Watts states Carson would simply want a patient in that situation who sought information about all her options to see people who can offer her that information. Carson himself, however, does not ever recommend abortion, he said, so would not counsel a patient to receive one.
Ironically, it is the pro-abortion movement that has sought to cut off “information” to women seeking abortion. Planned Parenthood has fought against mandatory ultrasounds prior to abortion as an “extreme” measure that interferes with a woman’s right to choose an abortion.
Despite Planned Parenthood’s insistence it wants women to have “accurate” information, technologically “accurate” ultrasounds allowing women to see their developing baby don’t appear to be included.
From Planned Parenthood:
[U]nfortunately, a number of out-of-touch politicians in states across the country have moved forward with a line of attacks that put politicians in the middle of the personal, private, medical decisions that should be left to a woman, her faith, and her family in consultation with her doctors.
Some of these bills impose mandatory waiting periods, mandatory ultrasounds, and force doctors to provide state-mandated, ideological scripts to their patients. An evaluation of Texas’s 2011 biased counseling law found the law does not enhance health information, but rather places unnecessary hurdles before a woman seeking to make a private medical decision.

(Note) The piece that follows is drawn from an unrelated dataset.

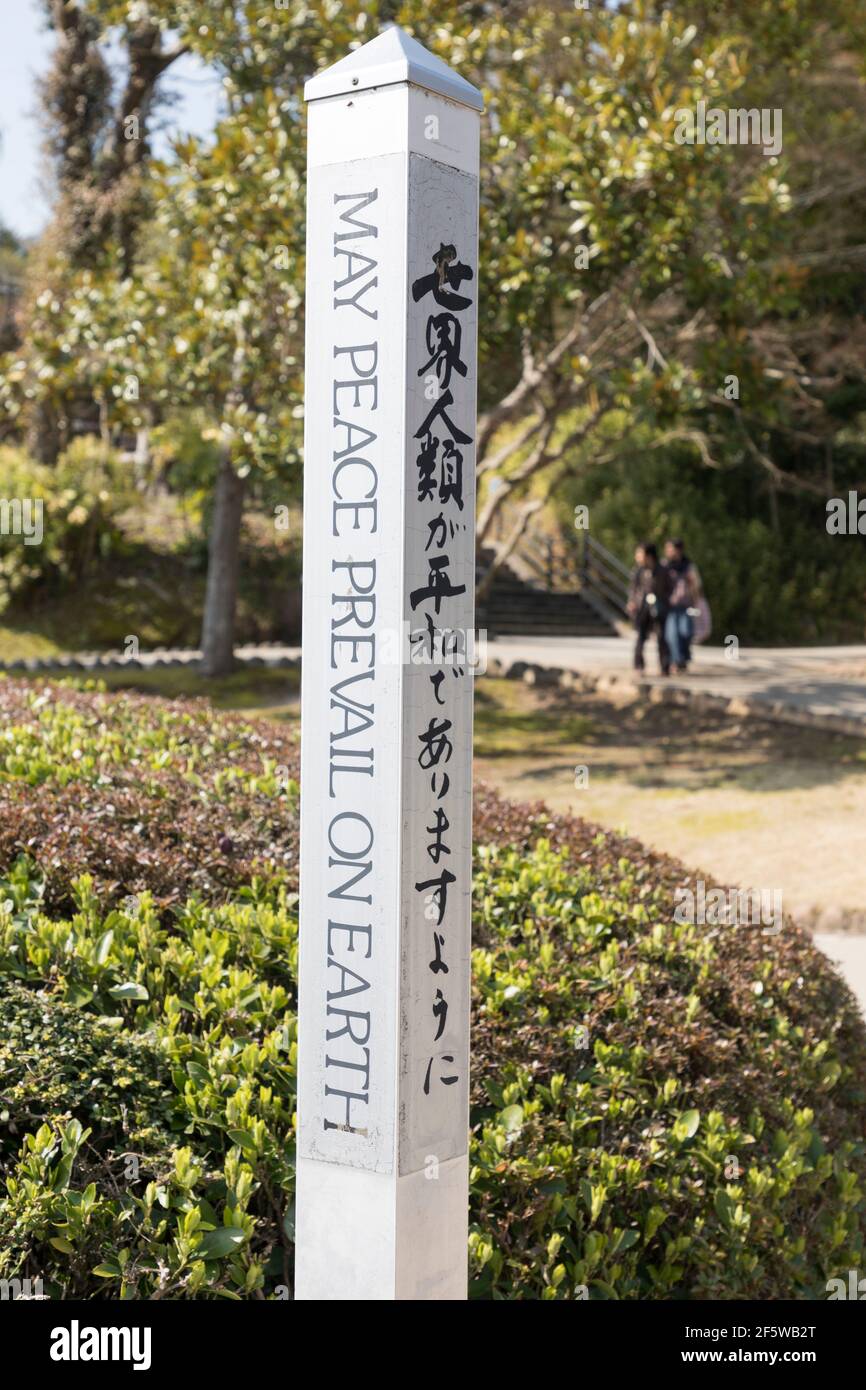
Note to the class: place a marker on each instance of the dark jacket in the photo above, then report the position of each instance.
(649, 591)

The law has the compound effect of making a woman feel ashamed, and adds additional costs to a safe and legal procedure.
“Dr. Carson can’t recall having ever referred anyone to an abortionist,” he continues, “but he’s concerned where people want to look at experimental things to improve their health – that you think are kind of crazy and they shouldn’t be looking at – but they want to and you want to give them the names of the most highly qualified person you can so they can have the additional information.”
“That’s really what he was speaking about,” Watts said. “But, there was no instance he can recall where he actually referred anyone for an abortion.”